BoG warns inaccurate reporting can fuel cedi volatility

The Bank of Ghana (BoG) has cautioned that reporting foreign exchange movements without adequate context can trigger fear and increase volatility in the currency market.
Second Deputy Governor Mrs. Matilda Asante-Asiedu issued the warning at the Ghana Journalists Association’s World Press Freedom Honours Night 2026 in Accra, where she highlighted the media’s critical role in shaping public understanding of economic developments.
Speaking on recent developments in the foreign exchange market, she explained that fluctuations in the value of the cedi are not unusual under Ghana’s exchange rate regime.
“Ghana operates a managed floating exchange rate regime. In such a system, daily movements, both appreciation and depreciation, are normal. They reflect market activity, not necessarily crisis conditions,” she said.
Mrs.

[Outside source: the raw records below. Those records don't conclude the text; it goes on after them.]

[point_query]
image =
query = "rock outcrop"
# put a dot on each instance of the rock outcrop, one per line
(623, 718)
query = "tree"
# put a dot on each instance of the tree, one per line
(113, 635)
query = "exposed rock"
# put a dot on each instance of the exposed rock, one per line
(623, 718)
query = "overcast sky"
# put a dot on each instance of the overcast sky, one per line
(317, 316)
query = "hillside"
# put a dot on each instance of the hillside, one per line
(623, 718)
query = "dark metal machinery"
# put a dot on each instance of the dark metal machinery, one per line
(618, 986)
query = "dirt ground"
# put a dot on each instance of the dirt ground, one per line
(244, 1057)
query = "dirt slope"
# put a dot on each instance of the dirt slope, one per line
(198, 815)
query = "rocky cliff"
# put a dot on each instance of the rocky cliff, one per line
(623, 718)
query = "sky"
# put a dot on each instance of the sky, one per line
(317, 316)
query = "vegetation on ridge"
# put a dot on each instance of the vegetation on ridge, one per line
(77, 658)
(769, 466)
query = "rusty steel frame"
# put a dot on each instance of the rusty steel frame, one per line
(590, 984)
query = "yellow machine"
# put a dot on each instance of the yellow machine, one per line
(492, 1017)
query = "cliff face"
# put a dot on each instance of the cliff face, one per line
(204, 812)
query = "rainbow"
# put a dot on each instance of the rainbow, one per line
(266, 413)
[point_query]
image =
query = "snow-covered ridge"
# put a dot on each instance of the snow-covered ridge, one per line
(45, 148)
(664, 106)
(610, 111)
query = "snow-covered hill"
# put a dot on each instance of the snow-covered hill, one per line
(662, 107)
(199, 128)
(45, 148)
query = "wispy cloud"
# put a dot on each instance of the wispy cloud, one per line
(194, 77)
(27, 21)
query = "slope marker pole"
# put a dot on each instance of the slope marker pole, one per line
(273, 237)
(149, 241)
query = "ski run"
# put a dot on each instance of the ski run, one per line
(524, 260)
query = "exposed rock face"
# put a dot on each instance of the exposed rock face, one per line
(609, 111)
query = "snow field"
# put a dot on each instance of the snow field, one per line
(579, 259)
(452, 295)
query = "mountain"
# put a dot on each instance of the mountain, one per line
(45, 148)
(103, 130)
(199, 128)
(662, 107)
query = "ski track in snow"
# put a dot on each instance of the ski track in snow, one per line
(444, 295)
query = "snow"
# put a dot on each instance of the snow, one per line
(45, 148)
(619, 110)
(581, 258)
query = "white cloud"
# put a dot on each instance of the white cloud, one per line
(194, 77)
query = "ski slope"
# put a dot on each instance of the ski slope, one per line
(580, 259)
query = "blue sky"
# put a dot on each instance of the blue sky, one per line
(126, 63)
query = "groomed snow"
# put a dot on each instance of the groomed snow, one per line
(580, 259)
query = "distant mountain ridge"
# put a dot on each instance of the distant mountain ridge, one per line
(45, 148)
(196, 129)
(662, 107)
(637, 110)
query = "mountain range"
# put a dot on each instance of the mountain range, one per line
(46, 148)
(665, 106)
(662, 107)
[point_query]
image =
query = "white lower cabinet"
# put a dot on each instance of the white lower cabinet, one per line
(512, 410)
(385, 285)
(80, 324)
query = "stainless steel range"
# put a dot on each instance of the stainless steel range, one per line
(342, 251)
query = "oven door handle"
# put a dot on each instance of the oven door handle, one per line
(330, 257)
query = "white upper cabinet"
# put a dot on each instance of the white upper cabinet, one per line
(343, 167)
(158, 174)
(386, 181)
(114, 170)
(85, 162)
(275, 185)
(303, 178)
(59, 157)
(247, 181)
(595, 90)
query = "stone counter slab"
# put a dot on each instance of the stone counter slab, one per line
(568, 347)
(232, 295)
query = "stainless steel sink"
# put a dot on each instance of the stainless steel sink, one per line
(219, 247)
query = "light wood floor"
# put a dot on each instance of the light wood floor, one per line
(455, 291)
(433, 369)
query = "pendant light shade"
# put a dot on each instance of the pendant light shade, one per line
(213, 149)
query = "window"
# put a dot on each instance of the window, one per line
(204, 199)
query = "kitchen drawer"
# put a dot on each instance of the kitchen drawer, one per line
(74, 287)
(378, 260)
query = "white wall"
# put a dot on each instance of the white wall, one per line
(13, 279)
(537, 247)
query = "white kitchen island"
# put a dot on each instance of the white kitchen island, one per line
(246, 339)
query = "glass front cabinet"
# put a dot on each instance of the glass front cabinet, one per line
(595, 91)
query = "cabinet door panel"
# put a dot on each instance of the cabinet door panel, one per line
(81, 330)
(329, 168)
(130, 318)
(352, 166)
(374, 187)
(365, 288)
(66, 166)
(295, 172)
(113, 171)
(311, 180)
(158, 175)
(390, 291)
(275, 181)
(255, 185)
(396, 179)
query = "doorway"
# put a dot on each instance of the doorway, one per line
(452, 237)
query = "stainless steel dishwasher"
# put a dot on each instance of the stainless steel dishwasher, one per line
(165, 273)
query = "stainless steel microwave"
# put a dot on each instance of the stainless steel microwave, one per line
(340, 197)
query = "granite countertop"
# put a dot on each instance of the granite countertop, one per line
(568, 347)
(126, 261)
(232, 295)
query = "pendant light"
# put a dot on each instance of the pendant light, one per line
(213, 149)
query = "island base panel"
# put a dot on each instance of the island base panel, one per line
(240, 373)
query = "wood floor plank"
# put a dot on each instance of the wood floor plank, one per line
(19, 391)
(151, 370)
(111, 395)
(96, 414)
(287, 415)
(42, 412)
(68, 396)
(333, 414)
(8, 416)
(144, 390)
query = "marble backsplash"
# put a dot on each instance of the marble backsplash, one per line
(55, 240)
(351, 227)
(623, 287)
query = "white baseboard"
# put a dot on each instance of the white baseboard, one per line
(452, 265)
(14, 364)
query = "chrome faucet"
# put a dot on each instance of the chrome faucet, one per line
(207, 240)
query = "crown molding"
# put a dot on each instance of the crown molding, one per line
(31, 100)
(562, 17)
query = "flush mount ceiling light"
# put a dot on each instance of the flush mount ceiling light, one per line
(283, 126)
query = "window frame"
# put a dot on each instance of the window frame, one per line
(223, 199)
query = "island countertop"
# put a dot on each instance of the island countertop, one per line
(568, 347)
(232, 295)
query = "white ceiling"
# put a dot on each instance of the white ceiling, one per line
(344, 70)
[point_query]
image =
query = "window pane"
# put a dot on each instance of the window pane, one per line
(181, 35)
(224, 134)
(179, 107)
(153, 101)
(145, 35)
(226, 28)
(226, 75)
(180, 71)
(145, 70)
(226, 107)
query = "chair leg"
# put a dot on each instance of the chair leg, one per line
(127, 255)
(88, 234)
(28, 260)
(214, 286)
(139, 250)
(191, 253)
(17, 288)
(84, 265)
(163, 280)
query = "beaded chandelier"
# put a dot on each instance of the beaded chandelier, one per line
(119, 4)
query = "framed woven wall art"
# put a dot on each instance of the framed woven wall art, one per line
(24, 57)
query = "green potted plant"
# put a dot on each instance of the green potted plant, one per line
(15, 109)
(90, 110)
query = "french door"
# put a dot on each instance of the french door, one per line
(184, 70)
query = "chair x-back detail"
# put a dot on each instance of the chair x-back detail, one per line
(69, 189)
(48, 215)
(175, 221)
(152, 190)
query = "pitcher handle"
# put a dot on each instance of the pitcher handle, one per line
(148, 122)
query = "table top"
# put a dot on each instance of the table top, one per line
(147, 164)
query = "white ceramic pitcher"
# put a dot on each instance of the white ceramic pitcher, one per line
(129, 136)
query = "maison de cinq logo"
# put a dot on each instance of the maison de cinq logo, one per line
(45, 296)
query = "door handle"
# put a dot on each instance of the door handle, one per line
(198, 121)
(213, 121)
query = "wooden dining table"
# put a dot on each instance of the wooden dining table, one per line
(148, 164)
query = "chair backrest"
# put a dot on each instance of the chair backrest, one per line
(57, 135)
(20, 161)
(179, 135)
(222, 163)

Asante-Asiedu warned that the manner in which such movements are reported can significantly influence public behaviour and market sentiment.
“However, when these movements are reported without proper context, they can trigger unnecessary fear, leading to speculative demand for foreign currency and heightened volatility,” she stated.
She noted that in such circumstances, market sentiment rather than economic fundamentals can temporarily drive behaviour, creating avoidable instability in the foreign exchange market.
The Deputy Governor emphasized that currency stability has direct consequences for households and businesses, affecting the prices of imported goods, transportation costs and the overall purchasing power of consumers.
“Protecting the value of the currency is therefore not the responsibility of one institution alone. It is a shared national responsibility of policymakers, businesses, households, and especially the media,” she said.
Mrs. Asante-Asiedu stressed that the Bank of Ghana depends on the media to accurately explain complex monetary policy decisions and help the public understand economic developments.
“For this reason, we rely heavily on a free and responsible press to help explain our work, anchor expectations, and support national development through our mandate of price and financial stability,” she noted.
She further described the media as a critical partner in shaping how economic policies are understood, adding that responsible reporting contributes to confidence in both the financial system and the broader economy.
The Deputy Governor urged journalists to uphold accuracy and context in their reporting, arguing that public trust remains essential to both media credibility and economic stability.